Wednesday, September 02, 2009

Federal Police Tell Media To Shut Up About Their Secret Spy Plane

Do the Australian Federal Police have unmanned aerial surveillance planes that they're not yet ready to admit to owning?

After the Australian Federal Police issued a press release explaining, or boasting, that an 'AFP plane' found a missing Victorian government minister in remote wilderness, under heavy cloud cover - he was using a flashlight inside his emergency tent - they quickly changed their minds, removed all references to aerial vehicles they officially do not own or operate in the press release and contacted Australian media to demand they not report what their own media department had told reporters barely an hour before.
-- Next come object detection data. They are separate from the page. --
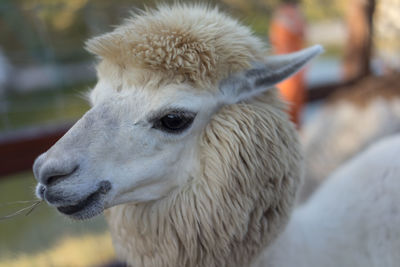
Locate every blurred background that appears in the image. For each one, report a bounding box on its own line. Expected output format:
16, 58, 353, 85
0, 0, 400, 266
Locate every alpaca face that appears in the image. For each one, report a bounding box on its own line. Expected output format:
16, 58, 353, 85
33, 47, 321, 219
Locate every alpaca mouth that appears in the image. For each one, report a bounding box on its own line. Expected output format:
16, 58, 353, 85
57, 189, 100, 215
57, 181, 111, 219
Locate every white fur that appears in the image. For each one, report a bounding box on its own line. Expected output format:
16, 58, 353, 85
254, 135, 400, 267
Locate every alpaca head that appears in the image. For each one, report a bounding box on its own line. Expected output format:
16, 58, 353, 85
33, 6, 321, 225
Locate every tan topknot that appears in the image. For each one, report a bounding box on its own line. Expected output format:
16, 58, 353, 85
86, 5, 265, 85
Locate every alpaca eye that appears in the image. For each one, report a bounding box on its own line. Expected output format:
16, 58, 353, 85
153, 112, 195, 133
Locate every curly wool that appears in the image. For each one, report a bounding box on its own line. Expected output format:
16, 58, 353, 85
107, 92, 301, 267
86, 5, 266, 89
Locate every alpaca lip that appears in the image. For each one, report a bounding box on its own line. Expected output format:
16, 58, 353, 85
57, 181, 111, 215
57, 188, 101, 215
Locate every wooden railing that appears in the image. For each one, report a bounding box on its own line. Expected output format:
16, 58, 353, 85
0, 81, 355, 179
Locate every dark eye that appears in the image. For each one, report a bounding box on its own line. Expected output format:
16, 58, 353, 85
153, 112, 195, 133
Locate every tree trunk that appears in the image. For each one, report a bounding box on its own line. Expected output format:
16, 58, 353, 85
343, 0, 375, 80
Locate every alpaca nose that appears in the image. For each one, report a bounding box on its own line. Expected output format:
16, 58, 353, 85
33, 153, 79, 186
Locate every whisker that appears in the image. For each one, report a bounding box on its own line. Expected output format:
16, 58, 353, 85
0, 199, 41, 207
25, 201, 42, 216
0, 200, 43, 221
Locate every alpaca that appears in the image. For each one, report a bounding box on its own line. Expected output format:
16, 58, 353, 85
33, 5, 400, 267
299, 75, 400, 203
33, 5, 322, 267
255, 134, 400, 267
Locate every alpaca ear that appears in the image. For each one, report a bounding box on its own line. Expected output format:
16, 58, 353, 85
219, 45, 323, 103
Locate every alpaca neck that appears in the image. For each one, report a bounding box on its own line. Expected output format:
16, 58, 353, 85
107, 97, 301, 267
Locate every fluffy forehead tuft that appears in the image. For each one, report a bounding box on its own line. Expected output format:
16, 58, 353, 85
86, 5, 265, 88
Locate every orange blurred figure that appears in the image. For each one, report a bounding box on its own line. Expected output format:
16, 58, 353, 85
269, 0, 306, 127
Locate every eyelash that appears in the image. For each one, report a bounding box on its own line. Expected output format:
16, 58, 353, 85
152, 110, 196, 134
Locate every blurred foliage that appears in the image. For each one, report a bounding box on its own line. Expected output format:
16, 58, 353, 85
0, 84, 91, 131
0, 233, 115, 267
0, 0, 345, 64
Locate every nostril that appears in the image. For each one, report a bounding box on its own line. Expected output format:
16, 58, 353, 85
41, 165, 79, 186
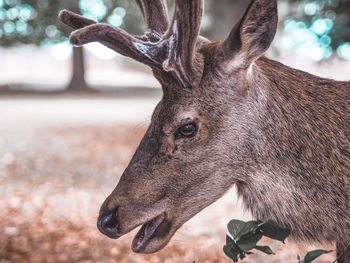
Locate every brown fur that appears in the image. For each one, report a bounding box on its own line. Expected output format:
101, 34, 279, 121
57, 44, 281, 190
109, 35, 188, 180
58, 0, 350, 262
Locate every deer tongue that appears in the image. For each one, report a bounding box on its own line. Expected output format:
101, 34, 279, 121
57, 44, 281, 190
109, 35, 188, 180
132, 214, 165, 252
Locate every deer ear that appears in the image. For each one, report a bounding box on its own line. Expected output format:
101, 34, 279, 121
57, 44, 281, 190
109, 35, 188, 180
221, 0, 278, 67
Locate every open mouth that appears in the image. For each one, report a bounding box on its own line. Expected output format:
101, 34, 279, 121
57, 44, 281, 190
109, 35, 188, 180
131, 213, 166, 252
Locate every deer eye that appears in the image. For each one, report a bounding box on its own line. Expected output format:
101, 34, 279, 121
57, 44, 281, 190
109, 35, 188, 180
176, 122, 197, 138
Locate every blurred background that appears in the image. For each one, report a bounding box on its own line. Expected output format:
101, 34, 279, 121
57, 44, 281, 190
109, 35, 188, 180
0, 0, 350, 263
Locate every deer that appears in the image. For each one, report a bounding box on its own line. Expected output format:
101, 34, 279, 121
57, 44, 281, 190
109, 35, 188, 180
59, 0, 350, 263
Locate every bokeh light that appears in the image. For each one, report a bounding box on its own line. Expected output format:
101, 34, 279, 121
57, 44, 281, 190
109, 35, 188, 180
282, 0, 349, 61
337, 42, 350, 60
79, 0, 107, 21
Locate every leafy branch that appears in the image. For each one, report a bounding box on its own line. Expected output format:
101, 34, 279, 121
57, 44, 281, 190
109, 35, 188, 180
223, 220, 332, 263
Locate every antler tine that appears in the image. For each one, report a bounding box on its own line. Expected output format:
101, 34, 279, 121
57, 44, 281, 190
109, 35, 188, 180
59, 0, 203, 87
163, 0, 203, 87
136, 0, 169, 35
70, 23, 162, 68
58, 10, 164, 69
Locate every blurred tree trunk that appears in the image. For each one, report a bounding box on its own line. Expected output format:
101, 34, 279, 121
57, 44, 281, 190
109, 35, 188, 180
66, 0, 89, 92
209, 0, 250, 40
66, 47, 88, 92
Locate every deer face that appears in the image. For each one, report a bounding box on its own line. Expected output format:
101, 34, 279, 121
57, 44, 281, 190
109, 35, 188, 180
60, 0, 277, 253
98, 69, 243, 252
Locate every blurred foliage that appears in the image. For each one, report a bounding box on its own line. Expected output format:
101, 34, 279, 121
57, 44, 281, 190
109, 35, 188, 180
0, 0, 63, 46
223, 219, 290, 262
223, 219, 333, 263
284, 0, 350, 61
0, 0, 350, 61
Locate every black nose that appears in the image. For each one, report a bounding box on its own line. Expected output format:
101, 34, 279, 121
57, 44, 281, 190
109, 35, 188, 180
97, 209, 120, 238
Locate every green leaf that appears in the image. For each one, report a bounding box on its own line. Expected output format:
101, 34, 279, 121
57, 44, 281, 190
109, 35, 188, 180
232, 221, 259, 241
254, 246, 275, 255
236, 230, 262, 251
259, 220, 290, 243
223, 235, 244, 262
227, 220, 262, 252
227, 219, 246, 238
299, 249, 333, 263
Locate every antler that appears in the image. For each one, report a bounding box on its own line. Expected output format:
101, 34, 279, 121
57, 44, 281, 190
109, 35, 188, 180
59, 0, 203, 87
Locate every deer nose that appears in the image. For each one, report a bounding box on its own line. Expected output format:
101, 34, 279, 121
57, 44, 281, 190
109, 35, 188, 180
97, 209, 120, 239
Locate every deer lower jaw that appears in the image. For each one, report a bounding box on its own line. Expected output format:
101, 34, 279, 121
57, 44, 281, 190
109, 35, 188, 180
131, 213, 171, 253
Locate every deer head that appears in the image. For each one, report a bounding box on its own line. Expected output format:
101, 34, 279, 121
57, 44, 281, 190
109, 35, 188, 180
59, 0, 277, 253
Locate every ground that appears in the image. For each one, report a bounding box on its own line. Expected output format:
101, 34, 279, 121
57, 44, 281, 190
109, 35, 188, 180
0, 96, 334, 263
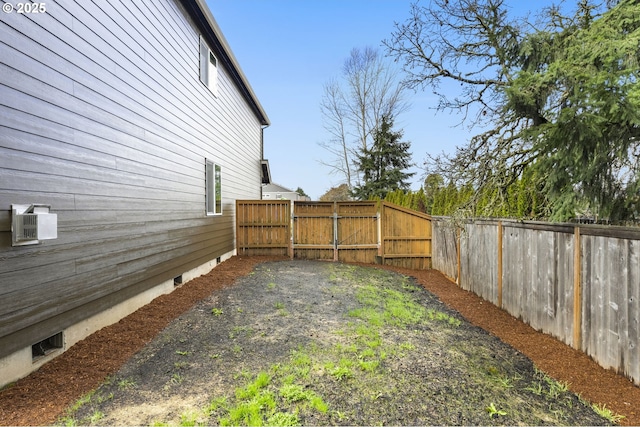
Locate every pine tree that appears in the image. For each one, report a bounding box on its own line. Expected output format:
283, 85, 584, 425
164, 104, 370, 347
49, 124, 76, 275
353, 116, 414, 200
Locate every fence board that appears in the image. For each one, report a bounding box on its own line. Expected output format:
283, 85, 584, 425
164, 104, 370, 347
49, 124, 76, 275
433, 218, 640, 385
236, 200, 291, 256
237, 200, 431, 269
381, 202, 432, 270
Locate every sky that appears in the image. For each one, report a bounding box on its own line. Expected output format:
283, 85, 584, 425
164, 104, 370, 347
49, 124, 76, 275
207, 0, 550, 200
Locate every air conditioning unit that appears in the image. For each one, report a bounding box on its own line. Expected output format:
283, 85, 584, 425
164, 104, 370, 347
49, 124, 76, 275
11, 204, 58, 246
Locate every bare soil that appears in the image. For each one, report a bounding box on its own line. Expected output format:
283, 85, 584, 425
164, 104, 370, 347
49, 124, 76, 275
0, 257, 640, 425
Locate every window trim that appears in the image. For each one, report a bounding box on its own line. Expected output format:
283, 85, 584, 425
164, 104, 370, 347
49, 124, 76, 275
209, 159, 222, 216
200, 36, 218, 97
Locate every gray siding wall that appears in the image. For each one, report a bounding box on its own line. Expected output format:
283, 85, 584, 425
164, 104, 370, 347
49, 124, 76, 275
0, 0, 262, 357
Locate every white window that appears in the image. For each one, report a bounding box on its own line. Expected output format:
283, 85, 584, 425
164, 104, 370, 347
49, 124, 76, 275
205, 160, 222, 215
200, 36, 218, 96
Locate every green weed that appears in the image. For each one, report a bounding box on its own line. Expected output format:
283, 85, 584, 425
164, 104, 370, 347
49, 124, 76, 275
485, 403, 507, 418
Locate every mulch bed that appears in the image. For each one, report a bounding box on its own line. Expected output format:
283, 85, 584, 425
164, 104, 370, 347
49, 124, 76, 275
0, 256, 640, 425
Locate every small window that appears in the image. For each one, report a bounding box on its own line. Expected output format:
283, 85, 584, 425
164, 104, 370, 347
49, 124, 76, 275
31, 332, 64, 362
200, 36, 218, 96
205, 160, 222, 215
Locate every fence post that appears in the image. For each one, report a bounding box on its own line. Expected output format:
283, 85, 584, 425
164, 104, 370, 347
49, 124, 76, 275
333, 202, 338, 261
376, 200, 384, 264
456, 227, 462, 286
573, 227, 582, 350
497, 221, 502, 308
289, 200, 296, 259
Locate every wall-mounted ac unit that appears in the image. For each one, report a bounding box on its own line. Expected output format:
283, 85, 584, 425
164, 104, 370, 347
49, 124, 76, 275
11, 204, 58, 246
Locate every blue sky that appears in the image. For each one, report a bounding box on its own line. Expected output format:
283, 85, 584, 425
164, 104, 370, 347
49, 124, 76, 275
207, 0, 550, 200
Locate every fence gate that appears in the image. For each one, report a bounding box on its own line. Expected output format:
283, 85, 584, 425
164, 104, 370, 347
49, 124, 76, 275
236, 200, 431, 270
293, 202, 380, 262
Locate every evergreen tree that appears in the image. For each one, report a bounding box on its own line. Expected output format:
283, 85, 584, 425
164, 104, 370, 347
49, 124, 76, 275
352, 116, 414, 200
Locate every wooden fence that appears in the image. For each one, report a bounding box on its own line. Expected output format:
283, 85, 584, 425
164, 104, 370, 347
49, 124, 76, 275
236, 200, 431, 269
433, 218, 640, 385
The Herald Sun digs deeper :

In a statement released this afternoon, the AFP said they "provided aerial support" to Victoria Police with their search operation and "routinely lease aircraft to support operational activity across the country".
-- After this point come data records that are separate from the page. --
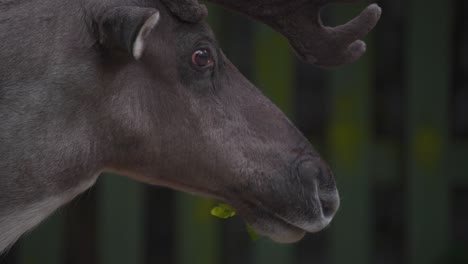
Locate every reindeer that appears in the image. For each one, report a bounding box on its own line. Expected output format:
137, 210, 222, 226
0, 0, 381, 252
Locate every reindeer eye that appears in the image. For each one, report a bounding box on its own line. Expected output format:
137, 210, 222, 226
192, 49, 213, 68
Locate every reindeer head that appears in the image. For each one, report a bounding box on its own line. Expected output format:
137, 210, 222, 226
91, 0, 380, 242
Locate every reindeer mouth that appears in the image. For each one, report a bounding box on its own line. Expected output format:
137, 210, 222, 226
229, 196, 331, 243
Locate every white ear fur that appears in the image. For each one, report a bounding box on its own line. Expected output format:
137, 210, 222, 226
132, 11, 159, 60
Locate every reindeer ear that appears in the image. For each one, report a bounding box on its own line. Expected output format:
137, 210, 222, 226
99, 6, 159, 60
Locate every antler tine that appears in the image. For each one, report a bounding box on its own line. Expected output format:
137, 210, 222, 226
210, 0, 382, 68
271, 0, 381, 68
161, 0, 208, 23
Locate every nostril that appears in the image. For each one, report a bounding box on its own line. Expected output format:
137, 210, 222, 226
298, 160, 340, 221
320, 197, 339, 218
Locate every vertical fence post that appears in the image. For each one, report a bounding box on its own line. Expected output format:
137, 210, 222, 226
19, 211, 64, 264
175, 193, 221, 264
406, 0, 452, 264
97, 174, 145, 264
254, 25, 294, 264
328, 6, 373, 264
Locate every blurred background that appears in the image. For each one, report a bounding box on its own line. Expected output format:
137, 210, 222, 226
0, 0, 468, 264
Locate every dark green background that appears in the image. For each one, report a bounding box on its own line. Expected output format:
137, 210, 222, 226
0, 0, 468, 264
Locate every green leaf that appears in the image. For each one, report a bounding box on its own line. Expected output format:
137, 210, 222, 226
245, 224, 258, 241
211, 204, 236, 219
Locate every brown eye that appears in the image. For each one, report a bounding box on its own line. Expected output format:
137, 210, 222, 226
192, 49, 213, 68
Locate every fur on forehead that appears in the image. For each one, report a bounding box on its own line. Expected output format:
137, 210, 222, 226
161, 0, 208, 23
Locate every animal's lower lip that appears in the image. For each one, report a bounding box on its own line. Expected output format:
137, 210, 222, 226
252, 212, 306, 243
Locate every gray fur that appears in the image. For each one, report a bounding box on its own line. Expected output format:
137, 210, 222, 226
0, 0, 339, 251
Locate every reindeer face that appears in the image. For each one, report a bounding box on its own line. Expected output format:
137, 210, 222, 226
98, 4, 339, 242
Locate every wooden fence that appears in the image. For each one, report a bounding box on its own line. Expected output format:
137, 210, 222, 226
0, 0, 468, 264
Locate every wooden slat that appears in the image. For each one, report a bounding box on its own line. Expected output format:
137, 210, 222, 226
327, 5, 374, 264
254, 25, 295, 264
98, 174, 145, 264
447, 142, 468, 186
406, 0, 452, 264
19, 213, 64, 264
175, 193, 221, 264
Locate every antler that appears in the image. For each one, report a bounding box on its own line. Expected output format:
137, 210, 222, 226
163, 0, 382, 68
209, 0, 382, 68
161, 0, 208, 23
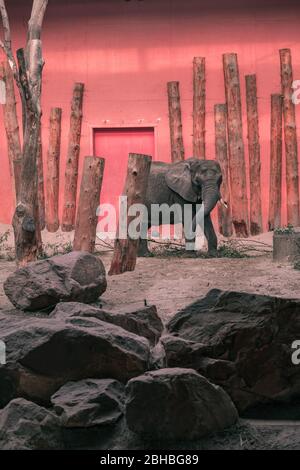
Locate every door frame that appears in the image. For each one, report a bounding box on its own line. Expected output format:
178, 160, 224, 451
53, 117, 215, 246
89, 122, 158, 161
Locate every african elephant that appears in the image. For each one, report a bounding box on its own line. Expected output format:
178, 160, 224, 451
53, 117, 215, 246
139, 158, 222, 256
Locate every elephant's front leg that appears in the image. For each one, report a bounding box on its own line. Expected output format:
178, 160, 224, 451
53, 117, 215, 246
204, 214, 218, 255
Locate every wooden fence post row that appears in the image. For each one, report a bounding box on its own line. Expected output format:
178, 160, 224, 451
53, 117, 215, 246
268, 94, 282, 230
108, 153, 152, 275
214, 104, 232, 237
167, 82, 184, 162
46, 108, 62, 232
223, 53, 249, 237
245, 75, 263, 235
73, 157, 105, 253
279, 49, 300, 227
193, 57, 205, 158
1, 61, 22, 205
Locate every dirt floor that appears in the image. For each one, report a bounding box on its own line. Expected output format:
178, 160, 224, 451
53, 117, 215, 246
0, 226, 300, 321
0, 226, 300, 449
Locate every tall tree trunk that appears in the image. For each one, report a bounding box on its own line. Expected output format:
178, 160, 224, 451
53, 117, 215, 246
245, 75, 263, 235
193, 57, 205, 158
62, 83, 84, 232
268, 94, 282, 230
167, 82, 184, 162
223, 53, 249, 237
73, 157, 105, 253
279, 49, 300, 227
214, 104, 232, 237
13, 46, 43, 266
46, 108, 62, 232
108, 153, 152, 275
1, 61, 22, 202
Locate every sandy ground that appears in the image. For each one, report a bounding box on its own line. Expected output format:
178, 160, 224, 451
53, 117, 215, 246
0, 226, 300, 321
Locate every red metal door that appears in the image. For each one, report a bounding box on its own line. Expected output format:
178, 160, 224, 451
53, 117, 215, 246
94, 127, 154, 209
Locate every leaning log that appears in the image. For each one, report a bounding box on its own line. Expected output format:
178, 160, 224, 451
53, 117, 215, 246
46, 108, 62, 232
268, 94, 282, 230
245, 74, 263, 235
108, 153, 152, 275
223, 53, 249, 237
167, 82, 184, 162
62, 83, 84, 232
37, 129, 46, 230
279, 49, 300, 227
214, 104, 232, 237
193, 57, 205, 158
73, 157, 105, 253
1, 61, 22, 202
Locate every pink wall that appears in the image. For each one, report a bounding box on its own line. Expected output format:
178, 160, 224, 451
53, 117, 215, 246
0, 0, 300, 231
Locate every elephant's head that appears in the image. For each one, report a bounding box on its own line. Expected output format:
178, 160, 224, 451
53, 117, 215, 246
166, 158, 222, 216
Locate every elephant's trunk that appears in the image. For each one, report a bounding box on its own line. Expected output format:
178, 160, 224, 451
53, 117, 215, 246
193, 181, 221, 232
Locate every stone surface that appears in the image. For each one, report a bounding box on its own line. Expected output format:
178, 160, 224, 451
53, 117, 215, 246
51, 379, 125, 428
126, 368, 238, 440
51, 302, 163, 345
0, 317, 150, 406
4, 251, 107, 311
166, 289, 300, 411
0, 398, 62, 450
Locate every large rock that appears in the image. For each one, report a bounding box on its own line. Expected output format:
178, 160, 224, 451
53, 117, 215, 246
4, 251, 107, 311
51, 302, 163, 345
126, 368, 238, 440
0, 317, 150, 406
166, 289, 300, 411
0, 398, 62, 450
51, 379, 125, 428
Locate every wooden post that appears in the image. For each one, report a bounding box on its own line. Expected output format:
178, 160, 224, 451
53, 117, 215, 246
108, 153, 152, 275
73, 157, 105, 253
245, 74, 263, 235
268, 94, 282, 230
167, 82, 184, 162
193, 57, 205, 158
214, 104, 232, 237
279, 49, 300, 227
223, 53, 249, 237
37, 128, 46, 230
1, 61, 22, 203
46, 108, 62, 232
62, 83, 84, 232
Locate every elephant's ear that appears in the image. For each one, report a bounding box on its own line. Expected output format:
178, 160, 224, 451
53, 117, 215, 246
166, 161, 198, 202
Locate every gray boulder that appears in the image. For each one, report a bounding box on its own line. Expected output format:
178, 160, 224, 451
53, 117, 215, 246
51, 302, 163, 345
126, 368, 238, 440
4, 251, 107, 311
0, 398, 62, 450
162, 289, 300, 412
51, 379, 125, 428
"This capability has been utilised previously in a search capacity," the statement read.

The spy plane revelation - posted on the Victoria Police media website yesterday - was a breach of national security.

The last word from the Australian Federal Police on this issue :
"No further comment will be made in relation to the deployment of any operational assets of the AFP."
How soon before the Australian Federal Police get UAVs not just equipped with extremely sensitive heat-sensing/thermal imaging capability, but also weapons?

You don't have to be a conspiracy theorist to assume that UAV makers have already pitched their vehicles, and given demos, to the Australian Federal Police. Along with Israel, Australian companies have had enormous success selling UAVs to both armies and police forces across the world.

The question is how many did the AFP buy? And were those purchases part of a black (off the books) budget?

The Australian Federal Police recently took part in 'urban operations' training during Operation Talisman Saber war games held in Queensland. As part of the military exercises, unmanned aerial vehicles from the 20 Surveillance and Target Acquisition Regiment were also used, according to the Defence Department's own website.